Monte Hellman’s Road to Nowhere is one of those films with several stories-within-stories that could all be true, or false, or some previously unconsidered combination of the two. A filmmaker (Tygh Runyan) has recently directed a film with the titular title that’s based on a tangled true story (within the film) of a financial scheme that ended in a couple of murders, or potentially suicides, depending on what version of the story you believe. Near the opening, a beautiful writer (Dominique Swain) is interviewing the director about some other clearly murky business that transpired over the course of the making of the film—business that, in fact, eerily parallels the true story that inspired the film. The meta mood effectively set, the story then flashes back to the making of the fictional Road to Nowhere, while occasionally returning to the timeline with the writer and the filmmaker, while occasionally allowing for snippets (I think) from the inner film.
Road to Nowhere may sound as if it’s one of those movies where Hollywood is meant to be held under the microscope for its potential exploitation of real-life tragedy for the sake of profit, which, thankfully, it isn’t. Hellman, the legendary director of Two-Lane Blacktop, is actually after more of a Rashomon number in which a shady mystery becomes shadier with every character’s retelling. Road to Nowhere is populated with characters (writers, insurance investigators, corrupt businessman) who try to contextualize a past deed whose truth continues to remain ellusive—and their inability to let go paves the way, of course, for further mishap.
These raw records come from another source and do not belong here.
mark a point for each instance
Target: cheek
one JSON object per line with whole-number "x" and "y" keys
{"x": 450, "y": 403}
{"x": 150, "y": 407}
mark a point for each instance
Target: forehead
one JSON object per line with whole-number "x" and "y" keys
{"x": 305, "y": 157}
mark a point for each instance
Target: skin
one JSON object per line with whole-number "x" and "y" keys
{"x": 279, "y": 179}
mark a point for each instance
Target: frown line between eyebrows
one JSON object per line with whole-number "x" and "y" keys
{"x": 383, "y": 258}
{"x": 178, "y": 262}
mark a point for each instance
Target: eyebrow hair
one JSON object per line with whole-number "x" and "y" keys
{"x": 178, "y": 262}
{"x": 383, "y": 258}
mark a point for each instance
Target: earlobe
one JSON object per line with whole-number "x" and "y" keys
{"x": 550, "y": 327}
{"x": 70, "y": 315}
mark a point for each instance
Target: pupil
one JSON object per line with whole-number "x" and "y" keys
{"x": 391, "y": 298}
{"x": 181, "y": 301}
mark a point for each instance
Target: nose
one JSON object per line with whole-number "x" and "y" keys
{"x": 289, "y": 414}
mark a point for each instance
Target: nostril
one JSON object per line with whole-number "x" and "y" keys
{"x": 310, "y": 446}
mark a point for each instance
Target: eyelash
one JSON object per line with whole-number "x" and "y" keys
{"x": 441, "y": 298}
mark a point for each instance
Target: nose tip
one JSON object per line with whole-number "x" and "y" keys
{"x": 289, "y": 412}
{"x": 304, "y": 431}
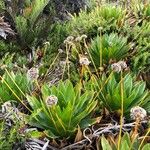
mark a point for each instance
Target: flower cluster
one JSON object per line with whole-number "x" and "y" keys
{"x": 80, "y": 38}
{"x": 51, "y": 100}
{"x": 138, "y": 113}
{"x": 33, "y": 73}
{"x": 119, "y": 66}
{"x": 84, "y": 61}
{"x": 69, "y": 40}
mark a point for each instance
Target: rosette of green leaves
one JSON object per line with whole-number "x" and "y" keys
{"x": 73, "y": 109}
{"x": 14, "y": 86}
{"x": 112, "y": 46}
{"x": 109, "y": 92}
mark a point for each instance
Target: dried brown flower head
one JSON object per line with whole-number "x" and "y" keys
{"x": 51, "y": 100}
{"x": 33, "y": 73}
{"x": 138, "y": 113}
{"x": 84, "y": 61}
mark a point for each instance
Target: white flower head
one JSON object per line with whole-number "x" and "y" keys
{"x": 70, "y": 38}
{"x": 138, "y": 113}
{"x": 78, "y": 39}
{"x": 33, "y": 73}
{"x": 7, "y": 107}
{"x": 51, "y": 100}
{"x": 84, "y": 36}
{"x": 123, "y": 64}
{"x": 84, "y": 61}
{"x": 100, "y": 28}
{"x": 60, "y": 51}
{"x": 116, "y": 67}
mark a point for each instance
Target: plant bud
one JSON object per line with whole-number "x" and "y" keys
{"x": 33, "y": 73}
{"x": 51, "y": 100}
{"x": 84, "y": 61}
{"x": 138, "y": 113}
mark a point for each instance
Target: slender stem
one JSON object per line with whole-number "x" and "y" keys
{"x": 121, "y": 118}
{"x": 14, "y": 93}
{"x": 144, "y": 139}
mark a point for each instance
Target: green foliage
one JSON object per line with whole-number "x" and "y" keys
{"x": 12, "y": 84}
{"x": 126, "y": 143}
{"x": 62, "y": 120}
{"x": 8, "y": 47}
{"x": 141, "y": 59}
{"x": 9, "y": 137}
{"x": 112, "y": 46}
{"x": 106, "y": 16}
{"x": 31, "y": 25}
{"x": 134, "y": 92}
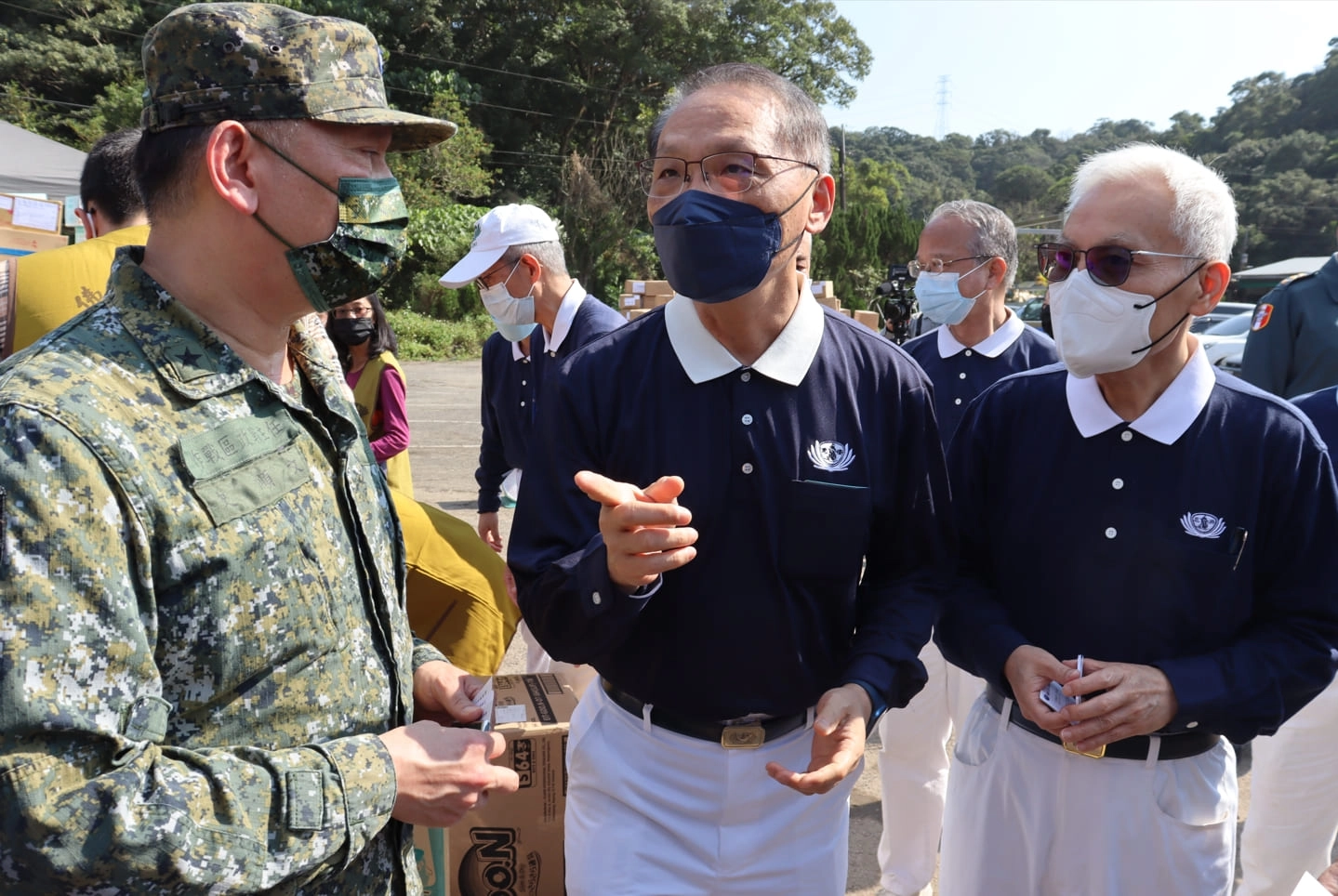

The script is busy and unconvincing, and much of the acting is lousy, but there are haunting touches. Hellman’s characteristically languorous staging lends the film a mystery and occasional poignancy that probably wasn’t on the page, particularly in respect to the first and last scenes, which achieve the creepily erotic, obsessive tone that’s clearly intended. Shannyn Sossamon, who plays both the ill-fated woman at the center of the mystery as well as the actress playing said ill-fated woman, is an alluring agent of preoccupation that quietly dodges a number of the conventions of the unknowable sex object. Sossamon projects a vulnerability that sticks with you, and she has a number of instances of touching emotional discombobulation. She gives this cluttered puzzle-box its fragmented soul.